The analysis window has a fixed resolution, which determines whether there is either a good frequency resolution – frequency components close together can be separated – or good time resolution – the time at which frequencies change – . A wide window gives better frequency resolution but poor time resolution. A narrower window gives good time resolution but poor frequency resolution. These are called narrowband and wideband transforms, respectively. The size of the FFT can improve the frequency definition of the analysis. |
All sounds don't have the same characteristics, and these characteristics can change in time, or not. Selecting an FFT size involves making a compromise in termes of time and frequency accuracy. The more accurate the analysis is in one domain, the less accurate it will be in the other. The user most often make a compromise...

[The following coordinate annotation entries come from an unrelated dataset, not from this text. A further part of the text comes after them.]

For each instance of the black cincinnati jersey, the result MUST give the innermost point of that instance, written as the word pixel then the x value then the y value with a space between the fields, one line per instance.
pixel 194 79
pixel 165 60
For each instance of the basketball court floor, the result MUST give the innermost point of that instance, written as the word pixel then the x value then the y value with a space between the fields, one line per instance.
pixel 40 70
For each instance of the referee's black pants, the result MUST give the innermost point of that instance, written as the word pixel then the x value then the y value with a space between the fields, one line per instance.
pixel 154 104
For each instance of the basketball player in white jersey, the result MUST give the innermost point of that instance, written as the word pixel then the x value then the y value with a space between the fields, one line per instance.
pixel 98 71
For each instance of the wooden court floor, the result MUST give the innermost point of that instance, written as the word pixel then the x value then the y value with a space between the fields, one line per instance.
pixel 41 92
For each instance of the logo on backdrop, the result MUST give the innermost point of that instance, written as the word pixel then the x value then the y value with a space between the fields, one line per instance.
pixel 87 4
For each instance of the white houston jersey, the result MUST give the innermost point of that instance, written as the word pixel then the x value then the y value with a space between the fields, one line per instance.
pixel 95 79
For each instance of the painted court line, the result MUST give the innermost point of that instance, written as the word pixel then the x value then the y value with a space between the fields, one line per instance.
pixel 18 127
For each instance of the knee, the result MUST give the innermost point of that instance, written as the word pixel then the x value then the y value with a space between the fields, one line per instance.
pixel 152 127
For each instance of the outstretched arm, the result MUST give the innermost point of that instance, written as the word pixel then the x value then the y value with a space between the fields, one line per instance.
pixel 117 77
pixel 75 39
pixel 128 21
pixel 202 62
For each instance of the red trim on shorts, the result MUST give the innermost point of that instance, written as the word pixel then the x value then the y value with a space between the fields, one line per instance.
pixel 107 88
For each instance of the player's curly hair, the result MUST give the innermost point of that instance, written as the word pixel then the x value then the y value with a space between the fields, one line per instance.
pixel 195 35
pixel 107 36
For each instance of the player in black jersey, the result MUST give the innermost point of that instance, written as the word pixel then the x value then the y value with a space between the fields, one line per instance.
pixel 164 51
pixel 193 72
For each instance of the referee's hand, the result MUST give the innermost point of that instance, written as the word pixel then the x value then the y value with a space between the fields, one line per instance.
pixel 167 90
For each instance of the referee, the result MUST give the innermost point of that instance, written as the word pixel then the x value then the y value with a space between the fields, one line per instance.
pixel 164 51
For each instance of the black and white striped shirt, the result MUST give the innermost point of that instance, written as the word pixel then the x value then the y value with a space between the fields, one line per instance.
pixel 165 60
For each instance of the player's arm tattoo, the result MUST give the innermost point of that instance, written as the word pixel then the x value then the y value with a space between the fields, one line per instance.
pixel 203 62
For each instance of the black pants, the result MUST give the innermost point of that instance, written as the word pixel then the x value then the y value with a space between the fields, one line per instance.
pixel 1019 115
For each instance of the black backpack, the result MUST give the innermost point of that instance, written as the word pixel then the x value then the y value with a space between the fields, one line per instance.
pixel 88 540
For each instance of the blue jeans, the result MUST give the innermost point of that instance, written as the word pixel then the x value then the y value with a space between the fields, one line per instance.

Variations in a stable sound occur every 2000 to 4000 samples, that is, 44 to 88 ms.
Variations in a rhythmic sound occure every 50 to 1000 samples, that is, 11,3 to 22,6 ms.
If we adapt the window size to the frequency of a 100 Hz sound – G2 –, and take a 2048 samples and 50 ms analysis window, we can easily analyse a stable sound, but not a fluctuating sound.
If we adapt the window size to the frequency of a 440 Hz sound – A3 –, we have a 512 samples and 11 ms analysis window, which is more appropriate for a fluctuating sound.
Nevertheless, with a 2048 window size, our frequency resolution is equal to 44100/2048, that is 21,5 Hz, which is quite precise. With a 512 window size, we get a frequency resolution of 86 Hz, which is poor.
If we want to analyse a sound with a low and/or fluctuating pitch, we should take an important window size.
In the case of a low pitch, a C1 for instance, we have a 32 Hz frequency with a 31 ms period. We would need a 8192 samples window size.
The FFT size is linear, but the response of the human ear to frequencies is logarithmic.
For instance, with a 50 Hz frequency resolution, bins go from 0 to 50 Hz, 50 to 100Hz, 100 to 150 Hz, etc. If we take the frequencies of the octaves from G1 to G6, we get : 100, 200, 400, 800, 1600 Hz...
In a low frequency range, 50 Hz is quite a wide interval. From a G1, a fifth. But from a G6, 50 Hz represent a semitone.
The same FFT has very fine high frequency pitch resolution, but very poor low-frequency resolution.